De-dollarization trend to accelerate

The lira depreciation and soaring global commodity prices have been the main drivers of the rise in consumer prices.

The currency weakened 44% last year, with volatility calmed last month after the government unveiled a scheme to safeguard lira deposits against currency volatility.

The lira had fallen to a record low of 18.4 against the United States dollar in December before rebounding sharply the week before last after Erdoğan announced the scheme to encourage savers to convert deposits from foreign exchange, compensating depositors for any losses due to lira depreciation.

Nebati said on Saturday the de-dollarization trend and conversion of foreign exchange holdings to the lira will accelerate in the coming weeks.

"The decline in forex deposit accounts has begun. We will see the declining trend in the forex deposit accounts continuing downward quickly," he said and added that the central bank’s reserves will rise as well.

Nebati said that as of Friday night, more than TL 131 billion ($9.69 billion) had been deposited in the lira accounts under the government scheme.

On Thursday he had said some 15% of the deposits came from foreign currency accounts, with some 300,000 people participating in the scheme.

FX scheme spoils ‘attacks’

Speaking in the western province of Aydın, Erdoğan on Saturday said the lira protection scheme had spoiled foreign economic "attacks."

"In the last few years, they specifically targeted our economy.

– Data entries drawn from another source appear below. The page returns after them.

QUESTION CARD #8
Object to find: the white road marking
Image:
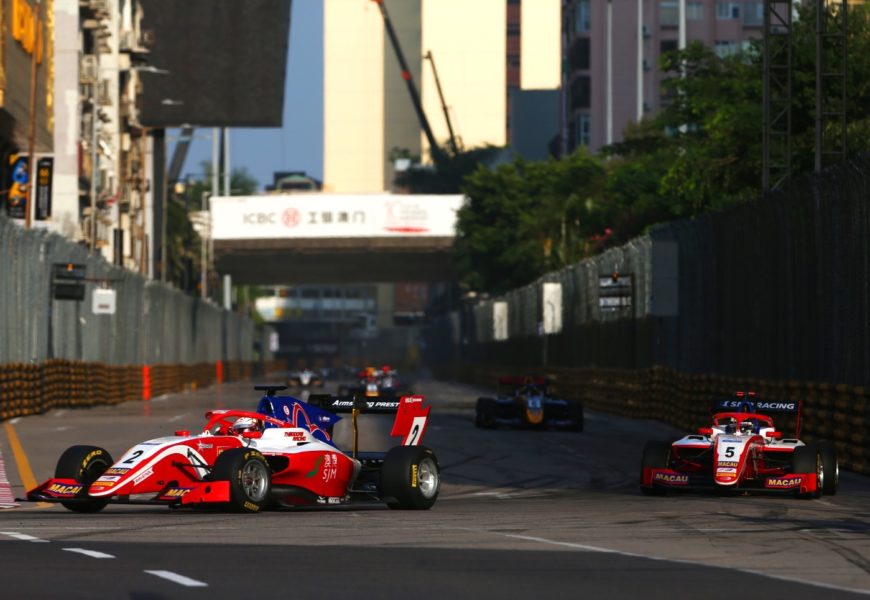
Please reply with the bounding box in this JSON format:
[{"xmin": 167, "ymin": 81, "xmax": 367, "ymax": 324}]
[
  {"xmin": 145, "ymin": 570, "xmax": 208, "ymax": 588},
  {"xmin": 54, "ymin": 426, "xmax": 72, "ymax": 432},
  {"xmin": 0, "ymin": 531, "xmax": 49, "ymax": 543},
  {"xmin": 168, "ymin": 413, "xmax": 189, "ymax": 422},
  {"xmin": 53, "ymin": 410, "xmax": 66, "ymax": 417},
  {"xmin": 501, "ymin": 533, "xmax": 870, "ymax": 596},
  {"xmin": 63, "ymin": 548, "xmax": 115, "ymax": 559},
  {"xmin": 8, "ymin": 418, "xmax": 20, "ymax": 424}
]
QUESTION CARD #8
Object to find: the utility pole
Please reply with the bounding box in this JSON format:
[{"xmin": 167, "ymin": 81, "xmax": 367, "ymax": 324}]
[
  {"xmin": 24, "ymin": 0, "xmax": 42, "ymax": 229},
  {"xmin": 606, "ymin": 0, "xmax": 613, "ymax": 145},
  {"xmin": 636, "ymin": 0, "xmax": 643, "ymax": 122}
]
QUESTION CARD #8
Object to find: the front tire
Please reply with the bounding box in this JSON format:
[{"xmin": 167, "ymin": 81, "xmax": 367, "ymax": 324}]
[
  {"xmin": 54, "ymin": 445, "xmax": 114, "ymax": 513},
  {"xmin": 380, "ymin": 445, "xmax": 440, "ymax": 510},
  {"xmin": 475, "ymin": 398, "xmax": 495, "ymax": 429},
  {"xmin": 210, "ymin": 448, "xmax": 271, "ymax": 512},
  {"xmin": 792, "ymin": 443, "xmax": 823, "ymax": 499},
  {"xmin": 819, "ymin": 441, "xmax": 839, "ymax": 496}
]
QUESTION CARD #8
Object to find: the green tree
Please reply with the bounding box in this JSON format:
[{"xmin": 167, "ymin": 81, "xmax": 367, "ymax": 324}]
[{"xmin": 455, "ymin": 150, "xmax": 606, "ymax": 294}]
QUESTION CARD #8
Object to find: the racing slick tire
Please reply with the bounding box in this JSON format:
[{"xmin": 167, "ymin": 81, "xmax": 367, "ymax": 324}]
[
  {"xmin": 640, "ymin": 441, "xmax": 671, "ymax": 496},
  {"xmin": 380, "ymin": 445, "xmax": 440, "ymax": 510},
  {"xmin": 819, "ymin": 441, "xmax": 839, "ymax": 496},
  {"xmin": 210, "ymin": 448, "xmax": 272, "ymax": 512},
  {"xmin": 791, "ymin": 443, "xmax": 823, "ymax": 499},
  {"xmin": 54, "ymin": 445, "xmax": 114, "ymax": 513},
  {"xmin": 567, "ymin": 401, "xmax": 584, "ymax": 432},
  {"xmin": 475, "ymin": 398, "xmax": 496, "ymax": 429}
]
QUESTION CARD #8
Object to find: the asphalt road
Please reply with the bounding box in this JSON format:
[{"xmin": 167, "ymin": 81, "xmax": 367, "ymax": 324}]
[{"xmin": 1, "ymin": 378, "xmax": 869, "ymax": 599}]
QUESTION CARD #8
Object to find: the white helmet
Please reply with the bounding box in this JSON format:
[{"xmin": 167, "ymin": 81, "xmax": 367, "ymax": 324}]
[{"xmin": 230, "ymin": 417, "xmax": 262, "ymax": 436}]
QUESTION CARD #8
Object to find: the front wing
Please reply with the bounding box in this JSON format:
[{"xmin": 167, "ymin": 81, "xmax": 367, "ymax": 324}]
[
  {"xmin": 26, "ymin": 477, "xmax": 231, "ymax": 507},
  {"xmin": 641, "ymin": 467, "xmax": 819, "ymax": 496}
]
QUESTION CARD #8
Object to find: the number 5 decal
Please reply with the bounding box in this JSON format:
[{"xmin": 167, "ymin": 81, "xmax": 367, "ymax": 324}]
[{"xmin": 724, "ymin": 446, "xmax": 735, "ymax": 458}]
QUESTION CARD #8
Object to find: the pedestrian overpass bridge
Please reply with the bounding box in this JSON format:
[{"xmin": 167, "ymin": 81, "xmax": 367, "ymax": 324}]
[{"xmin": 210, "ymin": 194, "xmax": 463, "ymax": 284}]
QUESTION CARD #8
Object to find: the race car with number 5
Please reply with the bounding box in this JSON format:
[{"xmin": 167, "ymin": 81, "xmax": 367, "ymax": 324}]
[
  {"xmin": 640, "ymin": 392, "xmax": 838, "ymax": 498},
  {"xmin": 26, "ymin": 386, "xmax": 440, "ymax": 513}
]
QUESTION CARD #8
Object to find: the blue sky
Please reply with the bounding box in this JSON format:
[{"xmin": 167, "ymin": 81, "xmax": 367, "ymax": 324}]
[{"xmin": 178, "ymin": 0, "xmax": 324, "ymax": 190}]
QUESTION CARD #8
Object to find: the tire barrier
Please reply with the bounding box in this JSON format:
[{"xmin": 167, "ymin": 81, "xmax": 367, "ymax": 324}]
[
  {"xmin": 435, "ymin": 362, "xmax": 870, "ymax": 476},
  {"xmin": 0, "ymin": 360, "xmax": 286, "ymax": 421}
]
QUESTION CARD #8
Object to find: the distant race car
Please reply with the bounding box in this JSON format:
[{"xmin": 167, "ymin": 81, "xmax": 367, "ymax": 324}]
[
  {"xmin": 287, "ymin": 368, "xmax": 325, "ymax": 388},
  {"xmin": 26, "ymin": 386, "xmax": 439, "ymax": 513},
  {"xmin": 475, "ymin": 376, "xmax": 584, "ymax": 431},
  {"xmin": 640, "ymin": 392, "xmax": 838, "ymax": 498},
  {"xmin": 339, "ymin": 365, "xmax": 409, "ymax": 398}
]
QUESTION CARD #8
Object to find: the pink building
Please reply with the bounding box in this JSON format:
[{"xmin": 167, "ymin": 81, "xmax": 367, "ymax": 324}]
[{"xmin": 561, "ymin": 0, "xmax": 764, "ymax": 154}]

They made countless efforts to create an economic crisis followed by political and social chaos," he said.

Erdoğan said Turkey was aiming for $35 billion in tourism revenues this year, and $250 billion in exports.

The volatility in the lira came after the Central Bank of the Republic of Turkey (CBRT) slashed its policy rate by 500 basis points to 14% from 19% since September.

The bank is widely expected to hold its one-week repo rate steady at its first Monetary Policy Committee (MPC) meeting of 2022 this week.

The bank said last month it would monitor the impact of recent easing in the first quarter of 2022, which economists took as a signal it would hold in January.

All but one of 16 economists in a Reuters poll predicted the CBRT would halt easing on Jan. 20. One economist predicted a 50 basis-point cut to 13.5%.

On the direction of near-term central bank policy, Nebati on Thursday only said that "we need to wait and see what happens in January, February and March."